Reading Notes 2021 Nov - Dec
This is my sixth and last blog of this series this year, summarising the great posts Elise and I came across during our Friday and Sunday night reading sessions. Yay we made it to the end of 2021!
This year we read ~300 Data Science blog posts, and summarized the best 130+ in this readong notes series. Looking back we have learned lots of new stuff acorss experimentation, machine learning, analytics, data engineer, product strategy, etc. Hope you enoy this last post and see you next year :)
Experimentation
- Universal Holdout Groups at Disney Streaming: This article introduces the universal holdout concept, how Hulu uses it, common challenges and solutions
- Simulated Bootstrapped A/A Tests: DS at Twitch discusses how they run simulated A/A tests to uncover potential problems with the intended metric
- Marketing Incremental Lift Test 101: What is Marketing Incremental Lift test, and its difference and similarity comparing to product experiments
- Bayesian A/B testing — A Practical Exploration with Simulations: Walks through what is Bayesian A/B testing and how to determine test duration, loss threshold, and prior
- Ditch p-values.
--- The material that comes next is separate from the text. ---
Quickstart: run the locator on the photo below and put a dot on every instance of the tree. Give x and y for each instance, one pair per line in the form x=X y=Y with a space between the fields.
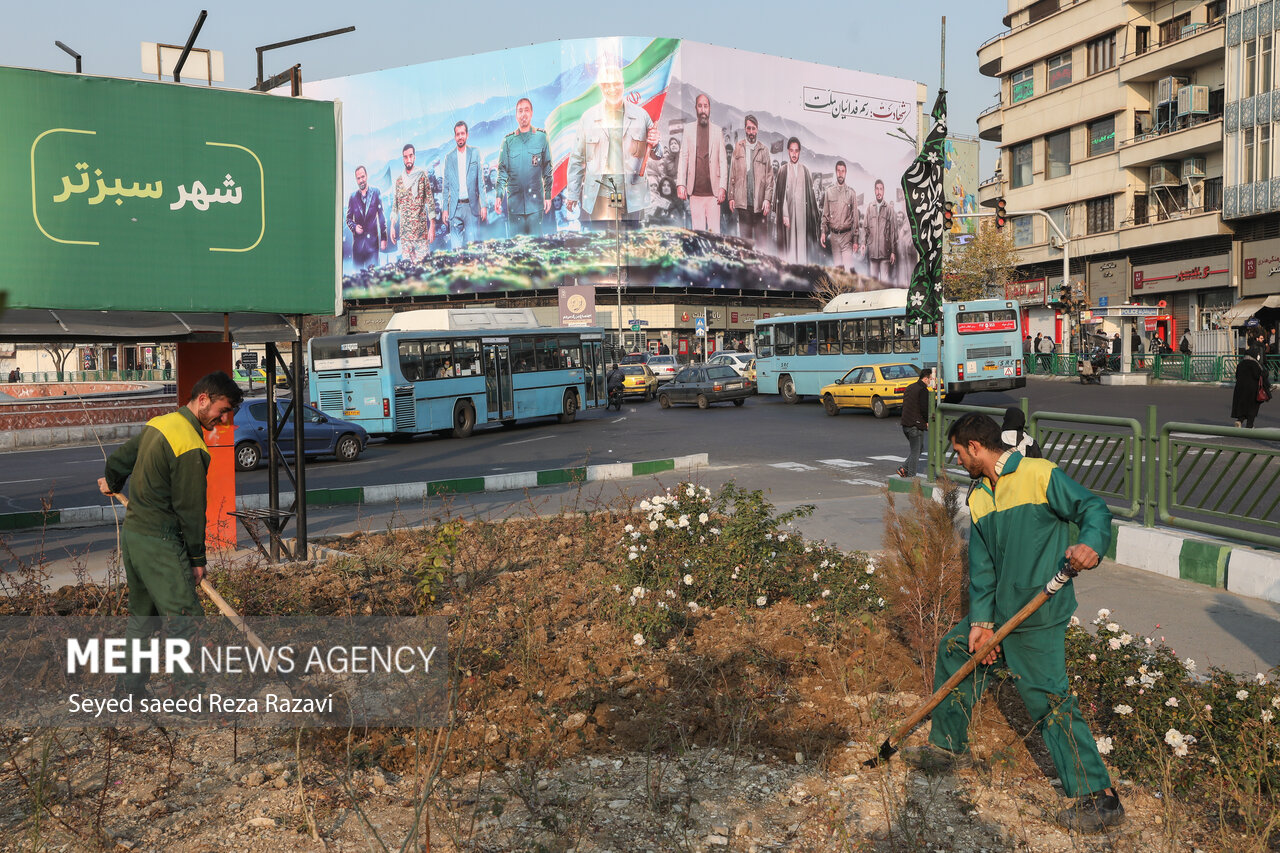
x=982 y=267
Use Bootstrap Confidence Intervals Instead: Common misunderstanding of p-value and how to construct a bootstrap confidence interval
Machine Learning
- Avoiding Data Leakage in Time Series 101: Talks about why data leakage is a severe problem in time series model and how to avoid it
- In Defense of Zillow’s Besieged Data Scientists: Zillow iBuying shutdown is a big news in Nov and aroused discussion around the value of machine learning models and how to use it wisely
- Text-based Causal Inference: Tutorial on analyzing voter fraud disinformation by estimating causal effect with text as treatment and confounder
- Top 5 techniques for Explainable AI: 5 techniques to make machine learning models more explainable
- Explain like I’m five: Artificial neurons: A high-level and easy-to-understand introduction of neural network
- Introduction to BanditPAM: How to combine Multi-Armed Bandit and PAM to make KMedoids algorithms faster
- Prophet vs. NeuralProphet: A walkthrough of Prophet and NeuralProphet by Facebook and compared their performance on a dataset
- 5 Anomaly Detection Algorithms Every Data Scientist Should Know: A quick summary of five anomaly detection algorithms
- Can You Trust Your Model When Data Shifts?: A practical example of why data shifts could impact your machine learning model in the context of text classification
- Can Consumers’ Ratings Be Considered Equidistant?: Can we treat star ratings as equidistant? This article uses Correspondence Analysis to try to answer this question
- How We Built a (Mostly) Automated System to Solve Credit Card Merchant Classification: A post by our DS team at Brex :) It introduces the credit card merchant classification framework combining Google Places API, Amazon Mechanical Turk, and machine learning models
Analytics
- Airbnb’s Page Performance Score Part I, Part II, Part III, Part IV: A series of posts introduce how Airbnb designed and implemented the metrics to measure the page performance on web and mobile platforms
- The Global Normalcy Index: How The Economist designed the Global Normalcy Index to track returning to normalcy after covid-19 and their findings
Data Team & Strategy
- An experience of a ‘Data Ecosystem”: Discuss various data roles in the product ecosystem, their responsibilities and how to collaborate
- Data Governance Has a Serious Branding Problem: Why many data governance teams/efforts are failing
- Data Advantage Matrix: A New Way to Think About Data Strategy: Talks about four types of data advantages and how should companies prioritize them
- Credibility of Data Science: Considerations to make data science more credible
- FAANG Companies Are Redefining Data Science Archetypes: Data science is a new and evolving field. This articles discusses four common data science archetypes nowadays
- How to Make Agile Actually Work for Analytics: Agile was initially designed for engineer processes, and how it could be applied to analytics workflows
Others
- Determining the optimal Pokemon team for Pokemon Brilliant Diamond and Shining Pearl with Pulp: A fun reading on how to use linear programming to determine the best Pokemon team :)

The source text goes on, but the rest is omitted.